2. Enable IOMMU in GRUB

  1. ssh into the Proxmox host
  2. Edit grub config

    nano /etc/default/grub
    
  3. Update the GRUB_CMDLINE_LINUX_DEFAULT variable in the grub config with the appropriate commands below.

    Intel:

    GRUB_CMDLINE_LINUX_DEFAULT="quiet intel_iommu=on iommu=pt"
    

    AMD:

    GRUB_CMDLINE_LINUX_DEFAULT="quiet amd_iommu=on"
    

  4. Save changes and exit editor

  5. Run update-grub
  6. Verify IOMMU is enabled by running the following command:

    dmesg | grep -e DMAR -e IOMMU
    

    You should see a line like this in the output:

    [    0.115654] DMAR: IOMMU enabled
    

    If you see a line confirming IOMMU is enabled, you’re good to proceed to step 7.

    If nothing prints, try running dmesg by itself and manually searching for "DMAR" or "IOMMU" in the output. If you still don’t see anything, or if instead you see error messages, check out the troubleshoot section below for a possible fix.

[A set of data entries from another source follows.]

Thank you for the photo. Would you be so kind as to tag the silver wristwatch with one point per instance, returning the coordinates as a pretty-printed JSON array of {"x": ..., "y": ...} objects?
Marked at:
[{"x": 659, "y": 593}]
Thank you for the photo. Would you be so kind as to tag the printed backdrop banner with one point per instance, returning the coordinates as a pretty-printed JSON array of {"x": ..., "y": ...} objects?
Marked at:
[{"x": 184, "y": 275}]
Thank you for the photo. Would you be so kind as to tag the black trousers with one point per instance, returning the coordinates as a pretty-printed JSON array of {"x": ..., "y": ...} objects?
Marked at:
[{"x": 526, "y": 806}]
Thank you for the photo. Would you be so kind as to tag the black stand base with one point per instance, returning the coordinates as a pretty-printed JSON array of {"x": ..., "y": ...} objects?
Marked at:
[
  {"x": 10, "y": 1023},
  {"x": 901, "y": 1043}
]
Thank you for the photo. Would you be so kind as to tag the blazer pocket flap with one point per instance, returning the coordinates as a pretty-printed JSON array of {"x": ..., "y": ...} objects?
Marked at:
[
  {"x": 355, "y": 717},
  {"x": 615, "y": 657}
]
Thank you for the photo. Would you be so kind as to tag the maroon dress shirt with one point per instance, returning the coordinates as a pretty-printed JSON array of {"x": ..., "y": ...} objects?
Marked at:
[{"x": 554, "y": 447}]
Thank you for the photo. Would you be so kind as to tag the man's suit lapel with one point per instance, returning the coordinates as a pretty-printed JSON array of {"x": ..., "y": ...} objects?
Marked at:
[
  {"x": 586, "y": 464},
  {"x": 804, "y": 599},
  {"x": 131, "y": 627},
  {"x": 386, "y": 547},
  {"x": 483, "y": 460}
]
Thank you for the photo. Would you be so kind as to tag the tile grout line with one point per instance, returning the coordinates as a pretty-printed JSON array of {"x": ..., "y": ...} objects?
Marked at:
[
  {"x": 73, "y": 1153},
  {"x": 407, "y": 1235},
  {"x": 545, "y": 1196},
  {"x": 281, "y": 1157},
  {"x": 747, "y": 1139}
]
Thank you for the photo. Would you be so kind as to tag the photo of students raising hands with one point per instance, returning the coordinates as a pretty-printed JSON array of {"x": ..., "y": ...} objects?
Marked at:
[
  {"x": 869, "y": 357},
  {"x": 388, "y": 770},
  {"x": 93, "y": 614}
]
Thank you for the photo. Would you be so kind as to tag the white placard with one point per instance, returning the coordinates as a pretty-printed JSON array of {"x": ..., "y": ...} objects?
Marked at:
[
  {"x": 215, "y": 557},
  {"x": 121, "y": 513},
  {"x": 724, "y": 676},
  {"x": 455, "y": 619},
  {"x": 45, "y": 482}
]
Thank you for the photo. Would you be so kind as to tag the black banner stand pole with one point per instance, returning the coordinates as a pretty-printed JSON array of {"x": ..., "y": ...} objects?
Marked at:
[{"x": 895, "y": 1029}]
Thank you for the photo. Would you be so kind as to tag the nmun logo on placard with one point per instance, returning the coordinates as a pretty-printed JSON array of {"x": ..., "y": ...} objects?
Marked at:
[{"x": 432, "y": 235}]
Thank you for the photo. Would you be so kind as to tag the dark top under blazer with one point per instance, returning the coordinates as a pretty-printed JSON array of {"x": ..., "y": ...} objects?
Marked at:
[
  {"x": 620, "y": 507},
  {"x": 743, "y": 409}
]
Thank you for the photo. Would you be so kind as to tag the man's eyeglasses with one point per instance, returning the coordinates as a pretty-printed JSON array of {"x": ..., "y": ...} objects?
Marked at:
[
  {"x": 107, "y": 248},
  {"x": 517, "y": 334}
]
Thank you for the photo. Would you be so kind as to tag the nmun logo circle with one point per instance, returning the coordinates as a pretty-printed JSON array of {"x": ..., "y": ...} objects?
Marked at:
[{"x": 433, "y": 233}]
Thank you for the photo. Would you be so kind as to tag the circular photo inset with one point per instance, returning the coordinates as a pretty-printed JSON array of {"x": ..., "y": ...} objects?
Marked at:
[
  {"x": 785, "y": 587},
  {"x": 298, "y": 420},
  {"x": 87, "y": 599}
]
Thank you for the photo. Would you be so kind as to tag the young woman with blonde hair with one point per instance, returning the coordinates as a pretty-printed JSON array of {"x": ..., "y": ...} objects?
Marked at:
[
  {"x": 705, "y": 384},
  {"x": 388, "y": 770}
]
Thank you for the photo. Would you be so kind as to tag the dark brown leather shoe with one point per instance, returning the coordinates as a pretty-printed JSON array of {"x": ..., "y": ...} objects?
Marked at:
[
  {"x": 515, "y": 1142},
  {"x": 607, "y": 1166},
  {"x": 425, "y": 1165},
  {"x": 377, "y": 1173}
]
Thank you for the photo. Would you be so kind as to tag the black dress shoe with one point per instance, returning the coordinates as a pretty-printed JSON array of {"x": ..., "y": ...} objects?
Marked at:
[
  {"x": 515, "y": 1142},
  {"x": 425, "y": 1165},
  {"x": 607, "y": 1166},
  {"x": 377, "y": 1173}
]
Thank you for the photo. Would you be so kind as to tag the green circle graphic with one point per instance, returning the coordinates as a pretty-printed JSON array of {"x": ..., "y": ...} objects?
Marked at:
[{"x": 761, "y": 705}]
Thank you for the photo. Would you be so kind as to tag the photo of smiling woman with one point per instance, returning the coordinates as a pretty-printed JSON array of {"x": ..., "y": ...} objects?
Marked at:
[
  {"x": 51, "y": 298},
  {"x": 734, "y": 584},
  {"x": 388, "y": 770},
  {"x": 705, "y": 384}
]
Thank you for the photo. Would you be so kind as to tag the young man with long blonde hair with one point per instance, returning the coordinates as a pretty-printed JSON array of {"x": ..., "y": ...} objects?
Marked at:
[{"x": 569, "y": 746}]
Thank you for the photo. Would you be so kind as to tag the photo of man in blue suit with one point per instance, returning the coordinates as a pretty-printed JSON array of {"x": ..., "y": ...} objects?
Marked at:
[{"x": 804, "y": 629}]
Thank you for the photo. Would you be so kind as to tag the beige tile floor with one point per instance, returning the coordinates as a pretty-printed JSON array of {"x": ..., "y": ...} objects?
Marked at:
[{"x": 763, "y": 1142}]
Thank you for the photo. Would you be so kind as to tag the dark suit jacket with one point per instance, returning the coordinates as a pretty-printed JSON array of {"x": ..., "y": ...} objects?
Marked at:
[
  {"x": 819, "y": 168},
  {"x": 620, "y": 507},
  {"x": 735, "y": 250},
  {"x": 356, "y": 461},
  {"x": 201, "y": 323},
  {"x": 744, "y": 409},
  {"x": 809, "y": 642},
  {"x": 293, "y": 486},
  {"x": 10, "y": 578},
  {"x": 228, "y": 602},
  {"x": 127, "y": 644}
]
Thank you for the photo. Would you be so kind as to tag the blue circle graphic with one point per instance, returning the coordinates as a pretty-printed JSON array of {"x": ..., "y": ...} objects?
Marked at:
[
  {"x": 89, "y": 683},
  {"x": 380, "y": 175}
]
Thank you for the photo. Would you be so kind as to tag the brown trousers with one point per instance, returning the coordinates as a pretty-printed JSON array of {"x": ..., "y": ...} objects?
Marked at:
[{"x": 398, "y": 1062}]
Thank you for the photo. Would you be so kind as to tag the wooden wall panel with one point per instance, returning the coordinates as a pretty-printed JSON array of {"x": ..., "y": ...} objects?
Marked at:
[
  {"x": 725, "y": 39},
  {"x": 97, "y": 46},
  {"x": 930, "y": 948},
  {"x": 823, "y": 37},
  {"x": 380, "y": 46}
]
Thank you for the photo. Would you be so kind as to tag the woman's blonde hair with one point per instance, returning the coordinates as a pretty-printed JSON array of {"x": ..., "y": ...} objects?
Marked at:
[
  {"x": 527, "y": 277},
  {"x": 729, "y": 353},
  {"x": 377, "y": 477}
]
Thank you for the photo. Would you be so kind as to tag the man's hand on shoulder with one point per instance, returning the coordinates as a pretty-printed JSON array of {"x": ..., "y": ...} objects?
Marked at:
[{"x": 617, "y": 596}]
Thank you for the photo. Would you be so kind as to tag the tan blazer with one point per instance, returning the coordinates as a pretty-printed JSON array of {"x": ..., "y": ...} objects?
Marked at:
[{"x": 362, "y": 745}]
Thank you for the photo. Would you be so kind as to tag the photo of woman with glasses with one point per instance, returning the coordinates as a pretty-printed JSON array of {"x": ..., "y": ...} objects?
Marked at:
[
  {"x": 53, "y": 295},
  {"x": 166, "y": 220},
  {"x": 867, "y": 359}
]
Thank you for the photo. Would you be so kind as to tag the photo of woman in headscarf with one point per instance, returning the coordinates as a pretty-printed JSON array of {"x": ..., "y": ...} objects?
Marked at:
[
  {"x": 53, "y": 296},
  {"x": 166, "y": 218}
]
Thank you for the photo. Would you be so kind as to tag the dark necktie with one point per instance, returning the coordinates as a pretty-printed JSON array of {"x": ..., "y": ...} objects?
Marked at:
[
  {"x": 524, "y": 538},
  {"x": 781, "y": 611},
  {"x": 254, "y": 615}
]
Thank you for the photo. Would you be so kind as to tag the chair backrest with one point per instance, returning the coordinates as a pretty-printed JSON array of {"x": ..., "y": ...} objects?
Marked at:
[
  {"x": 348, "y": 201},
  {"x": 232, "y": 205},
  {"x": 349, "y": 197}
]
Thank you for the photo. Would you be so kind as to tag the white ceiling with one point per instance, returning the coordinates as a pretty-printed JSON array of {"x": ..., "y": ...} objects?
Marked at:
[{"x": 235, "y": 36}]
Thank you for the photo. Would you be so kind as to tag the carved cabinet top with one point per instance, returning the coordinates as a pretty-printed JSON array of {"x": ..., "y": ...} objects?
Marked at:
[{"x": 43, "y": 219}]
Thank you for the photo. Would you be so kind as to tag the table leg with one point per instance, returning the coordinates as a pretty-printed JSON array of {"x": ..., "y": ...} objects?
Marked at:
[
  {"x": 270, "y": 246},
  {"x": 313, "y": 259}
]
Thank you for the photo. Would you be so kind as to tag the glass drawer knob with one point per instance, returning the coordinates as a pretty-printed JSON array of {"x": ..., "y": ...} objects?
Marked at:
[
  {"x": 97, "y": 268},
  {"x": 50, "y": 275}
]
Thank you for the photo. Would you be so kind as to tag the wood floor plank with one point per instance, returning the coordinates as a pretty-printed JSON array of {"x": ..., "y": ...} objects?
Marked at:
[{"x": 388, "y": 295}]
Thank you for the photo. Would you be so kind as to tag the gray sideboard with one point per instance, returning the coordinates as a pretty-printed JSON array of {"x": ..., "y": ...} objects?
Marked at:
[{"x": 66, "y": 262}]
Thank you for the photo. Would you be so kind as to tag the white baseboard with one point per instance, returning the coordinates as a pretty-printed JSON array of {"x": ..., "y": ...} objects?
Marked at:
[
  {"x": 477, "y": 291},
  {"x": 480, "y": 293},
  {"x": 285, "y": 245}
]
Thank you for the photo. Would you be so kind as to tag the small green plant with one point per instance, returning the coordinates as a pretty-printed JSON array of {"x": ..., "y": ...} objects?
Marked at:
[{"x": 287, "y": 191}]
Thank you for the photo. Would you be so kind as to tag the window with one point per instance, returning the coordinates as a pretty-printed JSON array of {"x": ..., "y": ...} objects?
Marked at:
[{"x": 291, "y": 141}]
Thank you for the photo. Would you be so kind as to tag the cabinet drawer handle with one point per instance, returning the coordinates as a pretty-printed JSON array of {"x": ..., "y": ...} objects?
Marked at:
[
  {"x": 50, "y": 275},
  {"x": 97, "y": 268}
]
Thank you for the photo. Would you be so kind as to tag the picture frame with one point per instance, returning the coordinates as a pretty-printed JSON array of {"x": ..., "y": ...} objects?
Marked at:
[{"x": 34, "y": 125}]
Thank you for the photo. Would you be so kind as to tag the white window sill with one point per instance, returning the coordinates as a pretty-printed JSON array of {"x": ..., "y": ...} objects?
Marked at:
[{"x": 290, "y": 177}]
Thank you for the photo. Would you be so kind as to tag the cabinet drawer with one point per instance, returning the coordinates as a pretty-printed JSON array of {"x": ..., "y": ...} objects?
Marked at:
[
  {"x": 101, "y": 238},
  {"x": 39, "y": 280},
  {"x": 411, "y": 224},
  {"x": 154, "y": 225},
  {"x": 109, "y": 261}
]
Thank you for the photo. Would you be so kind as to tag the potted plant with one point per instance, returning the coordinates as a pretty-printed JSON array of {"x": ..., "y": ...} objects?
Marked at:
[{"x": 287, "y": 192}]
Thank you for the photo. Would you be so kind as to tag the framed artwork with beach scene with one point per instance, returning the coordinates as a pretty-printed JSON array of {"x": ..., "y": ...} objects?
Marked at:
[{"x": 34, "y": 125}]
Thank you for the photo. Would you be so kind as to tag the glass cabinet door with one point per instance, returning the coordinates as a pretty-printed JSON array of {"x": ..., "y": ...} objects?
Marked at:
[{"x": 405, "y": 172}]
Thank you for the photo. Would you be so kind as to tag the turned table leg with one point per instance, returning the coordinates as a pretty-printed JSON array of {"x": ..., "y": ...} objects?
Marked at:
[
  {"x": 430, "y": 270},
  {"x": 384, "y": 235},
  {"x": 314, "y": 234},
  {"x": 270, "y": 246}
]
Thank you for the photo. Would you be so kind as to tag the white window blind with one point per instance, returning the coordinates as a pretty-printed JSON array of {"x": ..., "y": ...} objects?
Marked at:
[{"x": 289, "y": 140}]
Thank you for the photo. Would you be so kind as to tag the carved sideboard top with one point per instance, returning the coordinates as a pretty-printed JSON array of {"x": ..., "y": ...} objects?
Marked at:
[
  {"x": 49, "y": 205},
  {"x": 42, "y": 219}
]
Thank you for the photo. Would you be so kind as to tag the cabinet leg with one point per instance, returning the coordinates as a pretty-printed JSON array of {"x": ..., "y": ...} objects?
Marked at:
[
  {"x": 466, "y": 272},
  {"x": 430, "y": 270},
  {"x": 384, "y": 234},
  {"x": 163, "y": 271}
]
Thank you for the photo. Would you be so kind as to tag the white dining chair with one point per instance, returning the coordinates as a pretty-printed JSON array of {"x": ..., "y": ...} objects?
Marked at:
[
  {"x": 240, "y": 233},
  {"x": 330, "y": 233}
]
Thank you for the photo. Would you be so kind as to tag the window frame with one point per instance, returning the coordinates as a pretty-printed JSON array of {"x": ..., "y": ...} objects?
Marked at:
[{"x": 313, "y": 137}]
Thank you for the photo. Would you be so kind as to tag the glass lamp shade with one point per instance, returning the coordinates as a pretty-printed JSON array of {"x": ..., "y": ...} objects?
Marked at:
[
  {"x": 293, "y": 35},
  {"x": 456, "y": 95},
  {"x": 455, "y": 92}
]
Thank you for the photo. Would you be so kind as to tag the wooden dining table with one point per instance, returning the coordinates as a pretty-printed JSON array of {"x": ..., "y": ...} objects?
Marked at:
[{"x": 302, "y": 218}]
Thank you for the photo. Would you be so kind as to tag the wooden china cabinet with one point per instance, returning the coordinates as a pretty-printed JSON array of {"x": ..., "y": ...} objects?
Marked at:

    Error logs fill up space

    The dmesg log can grow large over time and may fill up storage on your Proxmox server if not managed. So it's best to make sure any errors are resolved or silenced.

  7. Reboot the Proxmox host

3. Enable VFIO modules

  1. shh into the Proxmox host
  2. Edit the VFIO modules

    nano nano /etc/modules
    
  3. Add the following modules:

    vfio
    vfio_iommu_type1
    vfio_pci
    vfio_virqfd
    
  4. Save changes and exit editor

  5. Run update-initramfs -u -k all
  6. Reboot the Proxmox host
  7. ssh into Proxmox host
  8. Verify the modules are enabled with the following. Check the driver version line is present.

    dmesg | grep -i vfio
    

4. Isolate GPU from Host

Updating graphics cards

You'll need to perform the following steps anytime you replace, remove or add GPUs.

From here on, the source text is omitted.